Where can a mile of pennies lead? To the Grammar pool

When looking at our 21st century suspended, intensely blue pool situated in the heart of the Gregory Terrace campus, it is hard to believe that it took so long to convince our early Trustees to agree to the construction of a swimming pool on the Spring Hill site.

The 2009 pool

The imperative of a pool was expressed as early as 1915 by Lady Principal, Annie Mackay, in her Annual Report: ‘I hope that we shall one day have a Swimming Bath of our own, for though we must encourage swimming, I cannot but deprecate the use of the public baths’.
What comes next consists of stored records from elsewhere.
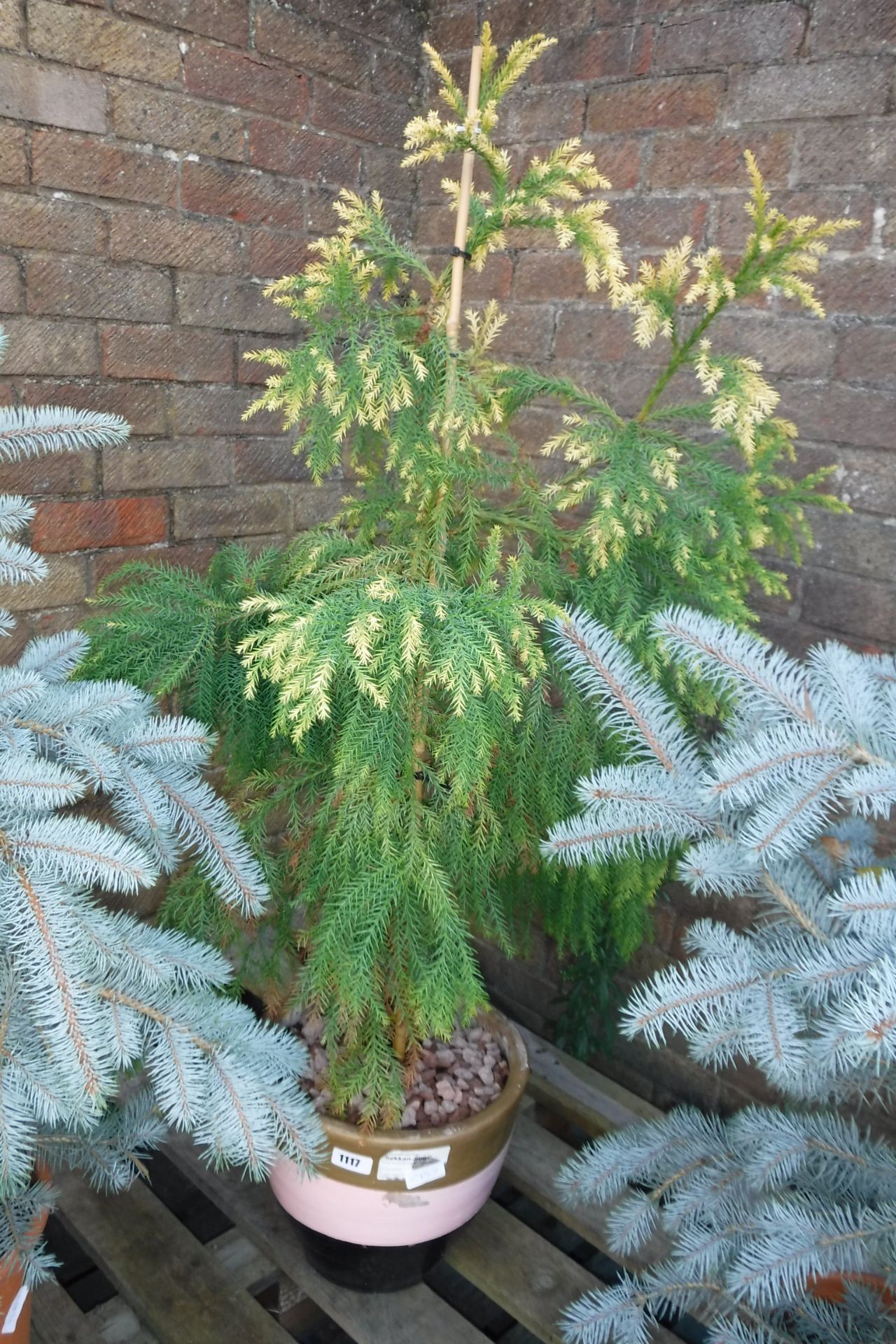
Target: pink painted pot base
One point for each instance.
(382, 1217)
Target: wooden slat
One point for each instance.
(415, 1316)
(519, 1270)
(115, 1323)
(532, 1163)
(171, 1281)
(57, 1320)
(567, 1086)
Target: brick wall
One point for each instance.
(668, 97)
(158, 159)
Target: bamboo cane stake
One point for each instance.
(453, 320)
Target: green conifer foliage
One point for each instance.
(382, 686)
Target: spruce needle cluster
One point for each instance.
(780, 1224)
(99, 793)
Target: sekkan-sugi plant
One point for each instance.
(780, 1222)
(101, 794)
(387, 706)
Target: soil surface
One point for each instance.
(453, 1078)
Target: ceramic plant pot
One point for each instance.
(377, 1215)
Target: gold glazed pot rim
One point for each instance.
(475, 1142)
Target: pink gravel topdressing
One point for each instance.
(454, 1078)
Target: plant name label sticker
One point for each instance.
(414, 1166)
(11, 1319)
(352, 1161)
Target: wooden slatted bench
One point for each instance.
(155, 1278)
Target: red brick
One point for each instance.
(167, 355)
(837, 413)
(320, 217)
(493, 281)
(514, 19)
(160, 467)
(163, 118)
(848, 88)
(451, 30)
(868, 355)
(88, 288)
(11, 289)
(235, 304)
(248, 197)
(237, 77)
(77, 163)
(548, 274)
(617, 159)
(141, 405)
(218, 412)
(382, 171)
(747, 34)
(66, 582)
(643, 46)
(163, 239)
(48, 347)
(14, 166)
(850, 605)
(302, 153)
(316, 504)
(242, 511)
(347, 112)
(648, 104)
(862, 286)
(11, 29)
(584, 58)
(794, 347)
(274, 254)
(846, 26)
(734, 223)
(592, 332)
(51, 94)
(396, 22)
(92, 524)
(223, 19)
(194, 558)
(257, 460)
(58, 473)
(527, 332)
(864, 479)
(317, 48)
(855, 545)
(396, 76)
(846, 152)
(682, 159)
(648, 220)
(96, 41)
(528, 115)
(50, 225)
(250, 372)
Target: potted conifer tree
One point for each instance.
(383, 687)
(88, 993)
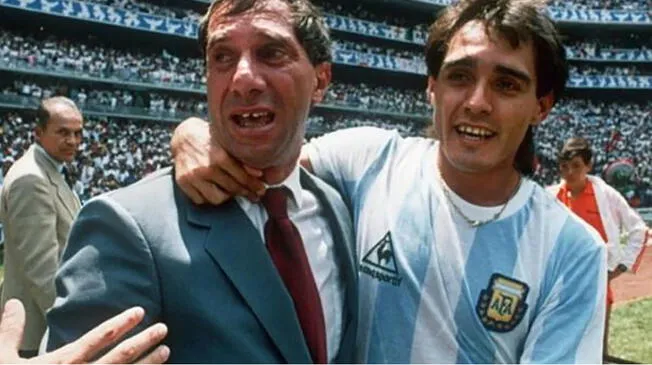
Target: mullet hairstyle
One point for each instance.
(516, 21)
(307, 21)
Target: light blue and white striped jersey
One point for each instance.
(528, 287)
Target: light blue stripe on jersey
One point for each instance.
(571, 243)
(494, 250)
(395, 314)
(352, 195)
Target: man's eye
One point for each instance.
(457, 77)
(221, 57)
(507, 85)
(272, 54)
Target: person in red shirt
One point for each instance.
(601, 206)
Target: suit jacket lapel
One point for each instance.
(344, 250)
(235, 246)
(65, 194)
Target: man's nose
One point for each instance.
(247, 80)
(479, 99)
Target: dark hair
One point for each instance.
(516, 21)
(307, 21)
(576, 147)
(43, 109)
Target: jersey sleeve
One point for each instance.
(344, 157)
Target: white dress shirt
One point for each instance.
(307, 214)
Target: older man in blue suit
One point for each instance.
(268, 282)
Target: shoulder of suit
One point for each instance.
(147, 192)
(26, 166)
(331, 193)
(554, 189)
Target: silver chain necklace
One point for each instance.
(474, 222)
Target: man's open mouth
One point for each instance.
(253, 120)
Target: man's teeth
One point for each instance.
(474, 131)
(253, 120)
(253, 115)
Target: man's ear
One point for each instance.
(545, 105)
(430, 91)
(323, 75)
(38, 131)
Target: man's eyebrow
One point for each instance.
(222, 37)
(514, 73)
(464, 61)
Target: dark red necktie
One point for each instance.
(286, 249)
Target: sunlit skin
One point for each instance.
(62, 134)
(255, 64)
(484, 83)
(574, 173)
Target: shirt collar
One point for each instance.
(292, 183)
(587, 190)
(57, 165)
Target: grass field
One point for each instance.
(631, 331)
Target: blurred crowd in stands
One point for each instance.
(113, 153)
(372, 97)
(637, 5)
(56, 55)
(117, 152)
(619, 132)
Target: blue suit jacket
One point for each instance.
(202, 270)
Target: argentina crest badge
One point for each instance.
(501, 306)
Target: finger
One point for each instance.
(227, 183)
(159, 356)
(102, 336)
(190, 191)
(224, 162)
(211, 192)
(11, 329)
(133, 348)
(253, 172)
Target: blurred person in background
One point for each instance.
(601, 206)
(37, 207)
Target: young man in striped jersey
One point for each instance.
(462, 258)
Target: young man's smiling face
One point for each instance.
(261, 84)
(485, 100)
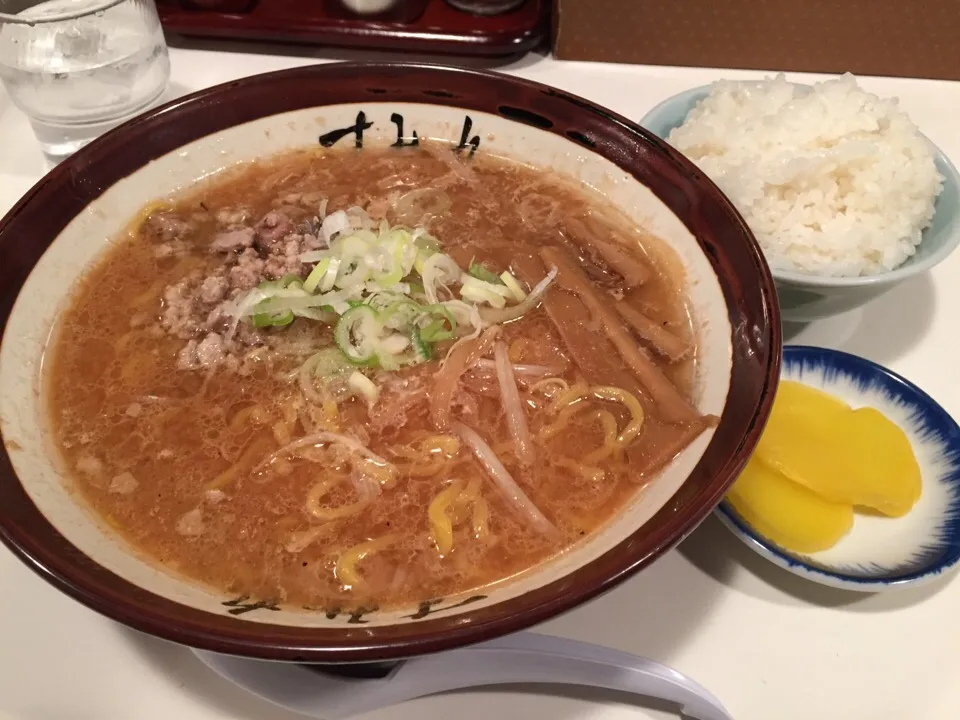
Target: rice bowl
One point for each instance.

An old girl and a teacher at the School before becoming Principal, Miss Mackay would have observed the importance of swimming to the Brisbane community after the tragedy of the Quetta sinking, the giving of swimming prizes by the Chair of Trustees, Sir Charles Lilley from 1891, successful swimming classes, and the introduction of intramural and interschool competitive swimming.

Why were the Trustees of the 1920s so reluctant to provide the girls with such a facility? How were Grammar girls learning to swim? What created the momentum for the building of the original 1960 pool? Why was the original pool demolished?

The forerunner of the 2009 pool began life in a very different manner. Interschool swimming was well and truly established when Miss Mackay expressed the desire to own a pool. Swimming was a regular expectation of the Grammar girl with both competitive swimming and learning to swim occurring at the Spring Hill Baths, which had been built in 1886.

2013 Spring Hill Baths

The desire for a pool by the Lady Principal appears to have been motivated by a range of issues. The prevalence of disease was uppermost in the minds of the Brisbane public with dengue fever and the Spanish flu epidemic preventing public swimming across the early 1900s and the option of the School having its own pool would protect the girls from public bathing. This, coupled with the fact that ‘other Secondary Schools have managed to acquire their own Baths, and quite a number of Primary Schools can boast of them too…’ (1924 Annual Report), would have motivated and frustrated the principals of the time.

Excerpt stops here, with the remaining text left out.